The realistic takeaway here is that the RTX 50 SUPER lineup is real, further along in production than many expected, and stuck at the final hurdle. NVIDIA controls the memory allocation, and right now the AI side of the business is winning that argument. Until the supply of 3 GB GDDR7 chips catches up with demand, or until NVIDIA decides to shift priorities, the cards will sit with board partners and the launch date will remain unannounced.

For anyone who has been holding off on a GPU purchase specifically to see what the SUPER refresh brings, the news is genuinely mixed. The hardware exists. The specifications look meaningful, particularly the jump to 24 GB on the Ti and 5080 class. The wait, though, is entirely out of the buyer’s hands.

FAQ
Why is the RTX 50 SUPER release being delayed?

According to TechPowerUp, citing VideoCardz, a shortage of 3 GB GDDR7 memory modules is holding up the launch.

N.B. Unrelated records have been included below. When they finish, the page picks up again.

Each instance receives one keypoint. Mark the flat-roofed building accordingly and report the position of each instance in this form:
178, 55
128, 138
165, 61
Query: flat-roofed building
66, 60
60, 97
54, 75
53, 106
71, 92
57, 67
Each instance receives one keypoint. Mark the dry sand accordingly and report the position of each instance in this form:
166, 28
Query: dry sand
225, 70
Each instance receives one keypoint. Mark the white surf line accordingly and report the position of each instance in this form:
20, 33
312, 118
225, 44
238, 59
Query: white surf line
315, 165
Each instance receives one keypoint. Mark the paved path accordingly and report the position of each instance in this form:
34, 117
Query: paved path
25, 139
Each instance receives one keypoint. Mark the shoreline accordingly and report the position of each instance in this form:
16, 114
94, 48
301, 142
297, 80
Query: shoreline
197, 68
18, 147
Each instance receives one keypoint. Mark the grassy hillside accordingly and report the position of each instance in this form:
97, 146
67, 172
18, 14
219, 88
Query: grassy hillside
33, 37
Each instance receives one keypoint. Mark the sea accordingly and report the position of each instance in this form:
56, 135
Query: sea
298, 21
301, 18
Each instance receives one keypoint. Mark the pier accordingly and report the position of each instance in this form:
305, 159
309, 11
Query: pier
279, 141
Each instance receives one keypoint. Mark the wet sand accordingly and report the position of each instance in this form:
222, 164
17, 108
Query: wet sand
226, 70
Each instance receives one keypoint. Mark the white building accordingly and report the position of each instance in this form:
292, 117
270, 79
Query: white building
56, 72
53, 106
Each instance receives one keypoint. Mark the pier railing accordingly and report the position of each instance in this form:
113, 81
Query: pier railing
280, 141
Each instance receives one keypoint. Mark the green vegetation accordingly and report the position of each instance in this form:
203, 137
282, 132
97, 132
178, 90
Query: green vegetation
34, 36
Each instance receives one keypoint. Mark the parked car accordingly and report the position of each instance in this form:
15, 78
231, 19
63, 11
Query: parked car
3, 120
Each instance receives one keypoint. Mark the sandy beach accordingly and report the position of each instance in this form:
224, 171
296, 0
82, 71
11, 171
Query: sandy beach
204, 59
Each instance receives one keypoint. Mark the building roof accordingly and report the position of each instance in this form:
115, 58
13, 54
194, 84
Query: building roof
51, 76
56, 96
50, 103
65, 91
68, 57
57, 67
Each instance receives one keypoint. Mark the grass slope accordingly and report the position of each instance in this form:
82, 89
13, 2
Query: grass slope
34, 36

NVIDIA appears to be prioritizing those chips for its high-margin AI GPU products, including the RTX PRO 6000 Blackwell and Rubin CPX, leaving consumer cards waiting.

How much VRAM will the RTX 50 SUPER cards have?

As reported by TechPowerUp, the RTX 5070 SUPER is rumored to offer 18 GB of GDDR7, while both the RTX 5070 Ti SUPER and RTX 5080 SUPER are expected to come with 24 GB. All other specifications beyond memory capacity are said to remain the same as the standard RTX 50 series.

What are the expected power ratings for the RTX 50 SUPER cards?

According to TechPowerUp, data surfaced in the Seasonic PSU calculator suggests the RTX 5080 SUPER will carry a TGP of 415 W, up 55 W from the standard RTX 5080. The RTX 5070 Ti SUPER is listed at 350 W, a 50 W increase, and the RTX 5070 SUPER at 275 W, up 25 W from the base model.

Are the RTX 50 SUPER cards adding more CUDA cores?

No. As reported by TechPowerUp, the SUPER refresh does not add CUDA cores. The higher TGP ratings are attributed to the increased memory capacity, with the possibility of minor frequency improvements to justify the bump in power draw.